Source: Ghanaian Times

Journalists dismayed at ?50m bribery scandal

The Federation of Environmental Journalists (FEJ) on Wednesday expressed dismay over the ?50m alleged bribery scandal involving a group of journalists led by Timothy Appau and a Kumasi Waste Management Company which sought to link FEJ to the scandal.

Consequently, it has appealed to the Ghana Journalists Association (GJA) to take up the issue and investigate it thoroughly. These were contained in a statement issued by the FEJ and signed by its acting president, Stephen Egyinam Quarm.

The statement said Timothy Apau is not a member of the Federation and FEJ was therefore hurt by the publication in an Accra private daily and the extensive airplay the news item had received. The statement said FEJ is a professional organisation registered in Ghana with both national and international affiliations and has been in existence since 1997 and known to the GJA.

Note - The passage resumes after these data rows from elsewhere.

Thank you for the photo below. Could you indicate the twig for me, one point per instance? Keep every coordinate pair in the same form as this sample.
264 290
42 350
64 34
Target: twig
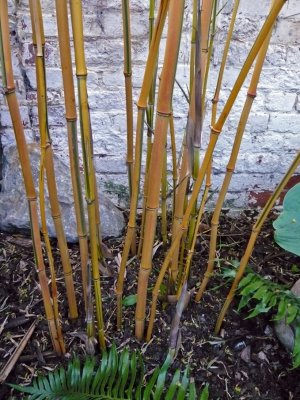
16 354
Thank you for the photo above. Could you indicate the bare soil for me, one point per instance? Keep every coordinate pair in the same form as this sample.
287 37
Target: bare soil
262 371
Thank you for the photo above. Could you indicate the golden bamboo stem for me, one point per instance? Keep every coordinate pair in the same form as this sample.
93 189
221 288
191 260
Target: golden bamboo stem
87 147
255 232
71 118
164 109
149 115
174 162
215 131
193 43
9 90
128 88
142 105
181 190
164 199
232 162
39 42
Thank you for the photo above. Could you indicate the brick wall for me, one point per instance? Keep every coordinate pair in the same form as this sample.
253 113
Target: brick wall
273 132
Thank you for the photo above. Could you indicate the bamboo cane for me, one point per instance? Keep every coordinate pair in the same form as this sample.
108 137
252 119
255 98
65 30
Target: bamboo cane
36 14
142 105
149 116
128 88
164 184
215 131
48 156
164 109
87 147
231 164
193 42
201 51
218 87
255 232
174 162
71 118
9 90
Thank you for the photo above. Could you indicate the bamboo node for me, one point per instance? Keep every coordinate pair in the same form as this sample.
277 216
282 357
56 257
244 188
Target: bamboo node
215 131
251 94
71 119
9 90
164 114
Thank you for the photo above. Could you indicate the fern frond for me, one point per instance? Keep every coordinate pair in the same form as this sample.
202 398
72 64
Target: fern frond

It stated that the Federation had a chapter at the Ghana Institute of Journalism (GIJ) adding that programmes and activities of the chapter and other chapters were sanctioned by the National Executive Council. “The national executive of FEJ has not sanctioned any such investigations involving the Kumasi Waste Limited,” the statement said.

While FEJ viewed the bribery allegations as serious and an affront to the journalism profession, it regretted that The Statesman did not cross-check from it before publishing the story. The Federation, the statement said, was conducting its own investigations to ascertain whether any of its members at the GIJ chapter were involved in the scandal.